June 5, 2015, MIT Graduation Day. I’m dressed in my Harry-Potter-like hood and cap and gown, eating a cinnamon cream brioche from Flour—always dessert and coffee on my mind...

Dissertation distilled.

I wrote a monstrous document, circa 2015, about natural gas pipeline scarcities driving electricity prices higher and how to model the behavior of individual power generation firms that operate in tightly coupled natural gas and electricity markets. That document—my doctoral dissertation—is part linear programming, part economics, part policy analysis, and nearly two hundred pages long. Here, I’ve distilled that work into its most basic ideas for the curious.

The term “electricity market” tends to surprise people who have never heard it before. While not all electricity systems operate as markets, many, including most of the large systems in the United States, do. At any given instant, power generation firms want to sell electricity at different prices that largely depend on their costs, and consumers want to buy electricity for a wide array of end uses. The price that firms want to sell at and the price that consumers are willing to pay do not always match; firms that only want to sell electricity at high prices will tend to find few willing consumers, and consumers that only want to buy electricity at low prices will tend to find few willing suppliers.
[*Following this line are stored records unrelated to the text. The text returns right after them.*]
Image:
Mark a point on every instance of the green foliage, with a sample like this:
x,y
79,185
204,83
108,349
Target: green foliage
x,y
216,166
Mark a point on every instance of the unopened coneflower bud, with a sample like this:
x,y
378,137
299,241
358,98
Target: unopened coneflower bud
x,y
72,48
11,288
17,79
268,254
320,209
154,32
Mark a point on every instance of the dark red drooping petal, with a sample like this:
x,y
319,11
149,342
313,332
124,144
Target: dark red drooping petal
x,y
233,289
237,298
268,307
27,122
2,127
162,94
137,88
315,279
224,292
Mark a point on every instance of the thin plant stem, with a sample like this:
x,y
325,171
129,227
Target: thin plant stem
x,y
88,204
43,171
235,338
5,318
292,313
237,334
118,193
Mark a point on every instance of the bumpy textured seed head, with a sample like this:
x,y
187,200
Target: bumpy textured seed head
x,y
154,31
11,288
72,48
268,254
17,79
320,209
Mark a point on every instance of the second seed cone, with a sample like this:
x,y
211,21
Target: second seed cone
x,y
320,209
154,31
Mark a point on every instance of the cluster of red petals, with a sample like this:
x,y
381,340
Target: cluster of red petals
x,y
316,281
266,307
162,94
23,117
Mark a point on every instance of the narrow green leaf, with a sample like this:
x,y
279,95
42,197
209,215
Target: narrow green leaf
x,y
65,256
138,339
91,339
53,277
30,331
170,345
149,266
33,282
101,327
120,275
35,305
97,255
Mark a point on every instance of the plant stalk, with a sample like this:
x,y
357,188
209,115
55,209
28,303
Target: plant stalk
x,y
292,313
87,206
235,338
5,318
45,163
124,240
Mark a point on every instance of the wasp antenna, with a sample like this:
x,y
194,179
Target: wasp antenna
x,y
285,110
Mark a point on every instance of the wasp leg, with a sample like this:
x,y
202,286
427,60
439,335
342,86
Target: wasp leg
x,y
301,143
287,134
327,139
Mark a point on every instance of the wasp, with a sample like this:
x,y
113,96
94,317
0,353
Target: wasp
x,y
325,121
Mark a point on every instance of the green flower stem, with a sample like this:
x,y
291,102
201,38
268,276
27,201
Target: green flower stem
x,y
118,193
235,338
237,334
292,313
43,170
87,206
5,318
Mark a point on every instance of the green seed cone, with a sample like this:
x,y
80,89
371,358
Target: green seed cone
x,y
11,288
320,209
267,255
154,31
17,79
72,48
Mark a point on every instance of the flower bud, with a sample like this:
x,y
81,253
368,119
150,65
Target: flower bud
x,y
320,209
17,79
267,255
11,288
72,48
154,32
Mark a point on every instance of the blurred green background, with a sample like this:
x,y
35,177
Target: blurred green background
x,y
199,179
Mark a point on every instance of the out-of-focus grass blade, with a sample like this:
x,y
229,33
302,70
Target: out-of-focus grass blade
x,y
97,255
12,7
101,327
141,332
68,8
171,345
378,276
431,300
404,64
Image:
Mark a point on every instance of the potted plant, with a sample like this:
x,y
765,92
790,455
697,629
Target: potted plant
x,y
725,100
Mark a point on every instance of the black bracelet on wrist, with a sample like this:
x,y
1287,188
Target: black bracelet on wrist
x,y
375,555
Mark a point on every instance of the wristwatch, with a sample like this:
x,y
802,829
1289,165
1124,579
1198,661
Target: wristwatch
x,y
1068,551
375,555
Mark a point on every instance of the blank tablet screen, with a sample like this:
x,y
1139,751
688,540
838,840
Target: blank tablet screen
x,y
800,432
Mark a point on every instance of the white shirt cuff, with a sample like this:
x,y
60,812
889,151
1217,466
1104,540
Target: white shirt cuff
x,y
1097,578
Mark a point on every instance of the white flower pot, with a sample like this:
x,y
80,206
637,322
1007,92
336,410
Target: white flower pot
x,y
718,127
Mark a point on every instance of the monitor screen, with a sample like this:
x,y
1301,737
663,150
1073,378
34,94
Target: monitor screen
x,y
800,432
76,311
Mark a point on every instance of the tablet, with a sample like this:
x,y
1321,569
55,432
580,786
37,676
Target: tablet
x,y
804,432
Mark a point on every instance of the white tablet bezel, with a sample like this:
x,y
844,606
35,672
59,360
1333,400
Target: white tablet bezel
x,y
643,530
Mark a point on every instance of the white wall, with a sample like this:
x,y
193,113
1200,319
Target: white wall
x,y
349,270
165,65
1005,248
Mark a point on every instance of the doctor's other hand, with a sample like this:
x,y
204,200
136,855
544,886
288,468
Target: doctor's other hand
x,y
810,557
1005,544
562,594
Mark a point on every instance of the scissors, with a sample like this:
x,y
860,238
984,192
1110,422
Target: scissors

Electricity markets coordinate the behavior of generation firms and large consumers connected to the same transmission network by matching as many buyers and sellers as possible.

In practical terms, electricity markets coordinate the behavior of generation firms and consumers by determining the “marginal electricity prices” that buyers and sellers will trade with one another at throughout the day. These prices implicitly coordinate activity on the network because generation firms typically will not want to lose money by selling electricity when the marginal price falls below their cost, and consumers will not want to lose money by paying the marginal price for electricity when it exceeds the value that they would obtain from using that electricity.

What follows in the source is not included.